If you are preparing to go on a travel adventure, you may be keen to keep a journal. It’s a great way to capture your experiences. It is easy to keep up to date for the first week or two and your motivation is high. However despite your best intentions the trip takes on a life of its own and the journal sinks further and further down into the depths of your rucksack. You start to miss a few days and then the task seems more and more onerous. You begin to feel stressed. You need to catch up! So you quickly write a fairly boring account of where you went, what you saw and what you ate or you just don’t bother. Much later, when the adventure is over, you wish you’d had the willpower to finish the journal or take the time to make it more interesting. I came across an alternative approach by accident.

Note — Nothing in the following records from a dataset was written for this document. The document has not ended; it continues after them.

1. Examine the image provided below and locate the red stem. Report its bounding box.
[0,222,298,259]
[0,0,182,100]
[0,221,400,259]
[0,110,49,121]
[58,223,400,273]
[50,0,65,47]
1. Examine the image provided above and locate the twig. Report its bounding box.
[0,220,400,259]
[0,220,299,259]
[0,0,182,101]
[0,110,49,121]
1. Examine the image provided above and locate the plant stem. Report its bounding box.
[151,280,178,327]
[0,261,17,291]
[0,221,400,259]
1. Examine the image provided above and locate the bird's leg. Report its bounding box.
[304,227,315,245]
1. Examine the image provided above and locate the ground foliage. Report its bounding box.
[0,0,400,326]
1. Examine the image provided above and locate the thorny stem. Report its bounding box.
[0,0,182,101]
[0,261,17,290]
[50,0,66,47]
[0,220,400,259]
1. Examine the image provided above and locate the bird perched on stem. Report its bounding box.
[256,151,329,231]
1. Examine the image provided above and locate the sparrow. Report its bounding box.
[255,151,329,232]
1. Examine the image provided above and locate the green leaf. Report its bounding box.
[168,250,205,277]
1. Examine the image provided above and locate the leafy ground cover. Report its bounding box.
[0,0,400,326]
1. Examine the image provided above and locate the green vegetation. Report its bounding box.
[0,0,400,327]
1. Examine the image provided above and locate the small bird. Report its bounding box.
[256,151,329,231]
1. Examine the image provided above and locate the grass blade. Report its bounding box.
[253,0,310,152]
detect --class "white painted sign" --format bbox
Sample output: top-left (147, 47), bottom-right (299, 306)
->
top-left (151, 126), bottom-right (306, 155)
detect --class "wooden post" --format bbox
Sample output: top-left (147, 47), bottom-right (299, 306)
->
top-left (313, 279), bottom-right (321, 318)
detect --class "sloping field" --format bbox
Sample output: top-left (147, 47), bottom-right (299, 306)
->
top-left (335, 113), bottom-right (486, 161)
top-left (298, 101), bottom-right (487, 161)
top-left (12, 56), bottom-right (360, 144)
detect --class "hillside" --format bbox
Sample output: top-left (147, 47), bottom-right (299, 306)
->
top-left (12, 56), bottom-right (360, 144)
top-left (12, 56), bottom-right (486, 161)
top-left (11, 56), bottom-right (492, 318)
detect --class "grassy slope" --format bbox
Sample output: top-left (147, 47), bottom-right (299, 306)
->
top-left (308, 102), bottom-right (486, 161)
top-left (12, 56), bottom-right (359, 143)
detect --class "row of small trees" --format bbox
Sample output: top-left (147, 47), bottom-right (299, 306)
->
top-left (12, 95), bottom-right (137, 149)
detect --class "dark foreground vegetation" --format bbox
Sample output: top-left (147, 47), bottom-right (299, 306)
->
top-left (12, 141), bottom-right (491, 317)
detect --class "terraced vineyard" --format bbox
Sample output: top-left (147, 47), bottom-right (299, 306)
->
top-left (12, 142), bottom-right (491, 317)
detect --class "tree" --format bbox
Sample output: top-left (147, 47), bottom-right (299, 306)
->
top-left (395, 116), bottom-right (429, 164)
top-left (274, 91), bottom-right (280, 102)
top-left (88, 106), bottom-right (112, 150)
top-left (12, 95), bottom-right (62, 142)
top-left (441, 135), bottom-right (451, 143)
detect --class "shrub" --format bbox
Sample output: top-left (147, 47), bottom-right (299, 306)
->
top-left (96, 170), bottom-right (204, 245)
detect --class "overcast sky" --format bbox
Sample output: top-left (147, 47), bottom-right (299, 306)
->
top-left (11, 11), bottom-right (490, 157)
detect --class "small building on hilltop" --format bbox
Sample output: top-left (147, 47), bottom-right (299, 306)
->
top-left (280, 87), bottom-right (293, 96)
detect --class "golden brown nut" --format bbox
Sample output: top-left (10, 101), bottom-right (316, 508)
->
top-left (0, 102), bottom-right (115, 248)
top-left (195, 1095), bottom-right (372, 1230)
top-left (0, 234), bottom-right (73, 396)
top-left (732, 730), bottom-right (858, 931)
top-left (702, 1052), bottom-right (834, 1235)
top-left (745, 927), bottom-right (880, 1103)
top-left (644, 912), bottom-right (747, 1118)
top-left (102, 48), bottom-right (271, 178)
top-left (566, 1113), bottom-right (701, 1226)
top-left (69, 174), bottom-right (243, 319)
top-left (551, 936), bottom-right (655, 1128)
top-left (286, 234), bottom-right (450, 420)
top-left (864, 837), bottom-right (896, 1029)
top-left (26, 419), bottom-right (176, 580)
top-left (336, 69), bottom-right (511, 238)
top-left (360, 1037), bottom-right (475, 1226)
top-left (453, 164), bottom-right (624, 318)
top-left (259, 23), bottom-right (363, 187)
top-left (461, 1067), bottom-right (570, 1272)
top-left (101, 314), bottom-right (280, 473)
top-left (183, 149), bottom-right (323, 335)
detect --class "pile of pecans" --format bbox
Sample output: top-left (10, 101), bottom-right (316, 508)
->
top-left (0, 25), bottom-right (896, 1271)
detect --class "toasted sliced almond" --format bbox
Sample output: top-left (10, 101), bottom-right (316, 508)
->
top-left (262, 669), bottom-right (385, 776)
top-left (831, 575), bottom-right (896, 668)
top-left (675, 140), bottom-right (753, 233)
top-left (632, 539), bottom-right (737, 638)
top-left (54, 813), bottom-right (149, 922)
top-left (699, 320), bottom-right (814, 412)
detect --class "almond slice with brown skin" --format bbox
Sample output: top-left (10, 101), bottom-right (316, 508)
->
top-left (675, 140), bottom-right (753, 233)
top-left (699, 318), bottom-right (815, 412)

My life-long, best friend, Mary, gave me a wonderful notebook to take to Uganda to record all the quirky parts of the adventure. “I’m Not Here Right Now” is the title on the front cover. Lots of friends and family also wrote messages, challenges and instructions at the top of each page. My job was to record the interesting bits – the anecdotes, conversations, interesting sights, challenges, street posters – anything really that was funny or sad or interesting – linked to the quotes. It was so easy to do and didn’t have to be either coherent or in chronological order. I kept a journal too – it was part of the trip’s requirement. But when I look back at my Uganda memories, it is always this notebook that I reach for. It was also incredibly useful while I was there. When I had a tough day, felt out of my depth or just plain homesick – reading all the messages, challenges and best wishes of those who mattered most to me, always cheered me up. It was one of my most precious possessions and still is.
So as you are preparing to go on your own adventure – consider an alternative approach to keeping a journal.